- Kilmoon Location in Ireland
- Coordinates: 53°2′44″N 9°16′7″W﻿ / ﻿53.04556°N 9.26861°W
- Country: Ireland
- Province: Munster
- County: County Clare
- Time zone: UTC+0 (WET)
- • Summer (DST): UTC-1 (IST (WEST))

= Kilmoon =

Civil parish in County Clare, Ireland

Kilmoon (Cill Mhúine) is a civil parish of County Clare, Ireland, 7 mi north of Ennistymon. The parish contains the town of Lisdoonvarna.

==History==
The parish was listed as "Kilmugoun" in the Papal taxation of 1302. There is a Romanesque standing stone in the area on the site of a ruined church, St Mogua.

Kilmoon fell under the poor law union of Ennistymon in the barony of Burren, and ecclesiastically belonged to the Diocese of Kilfenora in the Province of Cashel as of 1810.

==Geography==
The civil parish of Kilmoon is in the northwestern part of the county and is bordered by Rathborney to the northeast, Killeany to the east, Kilfenora to the southeast, Killilagh to the southwest, and Killonaghan to the northwest.
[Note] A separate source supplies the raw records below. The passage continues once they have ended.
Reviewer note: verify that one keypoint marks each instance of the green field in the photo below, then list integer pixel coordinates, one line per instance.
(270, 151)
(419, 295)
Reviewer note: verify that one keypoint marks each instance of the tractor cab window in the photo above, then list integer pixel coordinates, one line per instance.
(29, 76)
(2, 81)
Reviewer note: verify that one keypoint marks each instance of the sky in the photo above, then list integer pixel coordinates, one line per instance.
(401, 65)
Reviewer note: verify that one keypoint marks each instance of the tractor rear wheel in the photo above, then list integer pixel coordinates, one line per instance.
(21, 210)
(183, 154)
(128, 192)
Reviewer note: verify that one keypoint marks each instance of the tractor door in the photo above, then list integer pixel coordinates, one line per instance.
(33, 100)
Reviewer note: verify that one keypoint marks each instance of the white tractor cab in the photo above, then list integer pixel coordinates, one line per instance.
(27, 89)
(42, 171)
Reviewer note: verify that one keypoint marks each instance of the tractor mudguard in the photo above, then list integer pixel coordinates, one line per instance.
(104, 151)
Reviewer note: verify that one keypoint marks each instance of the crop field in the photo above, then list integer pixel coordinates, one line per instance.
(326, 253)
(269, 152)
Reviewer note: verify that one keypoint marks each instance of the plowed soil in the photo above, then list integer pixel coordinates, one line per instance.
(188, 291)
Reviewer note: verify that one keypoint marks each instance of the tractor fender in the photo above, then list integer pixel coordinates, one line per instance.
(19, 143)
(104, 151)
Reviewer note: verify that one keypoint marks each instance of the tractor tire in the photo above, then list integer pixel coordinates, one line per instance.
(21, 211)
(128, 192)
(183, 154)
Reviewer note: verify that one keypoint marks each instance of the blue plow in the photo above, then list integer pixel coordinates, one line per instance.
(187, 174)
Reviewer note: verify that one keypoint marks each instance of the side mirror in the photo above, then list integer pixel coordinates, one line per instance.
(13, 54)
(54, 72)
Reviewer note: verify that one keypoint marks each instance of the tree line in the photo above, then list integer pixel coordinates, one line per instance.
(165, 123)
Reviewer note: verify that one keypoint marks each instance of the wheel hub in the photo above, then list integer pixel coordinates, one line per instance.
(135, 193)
It is divided into 22 townlands, including Kilmoon East (319 acres), Kilmoon West (372 acres), Knockaskeheen (457 acres), and Caherbarnagh (183 acres).

==Antiquities==
The townland of Cahercloggaun contains a cashel (ringfort) and Cahercloggaun Castle. The latter is a ruined 15th-century castle originally owned by the O'Loghlens and built in the southern corner of the ringfort. The property is mentioned several times in 16th-century documents, when inhabitants of the castle were pardoned for committed crimes.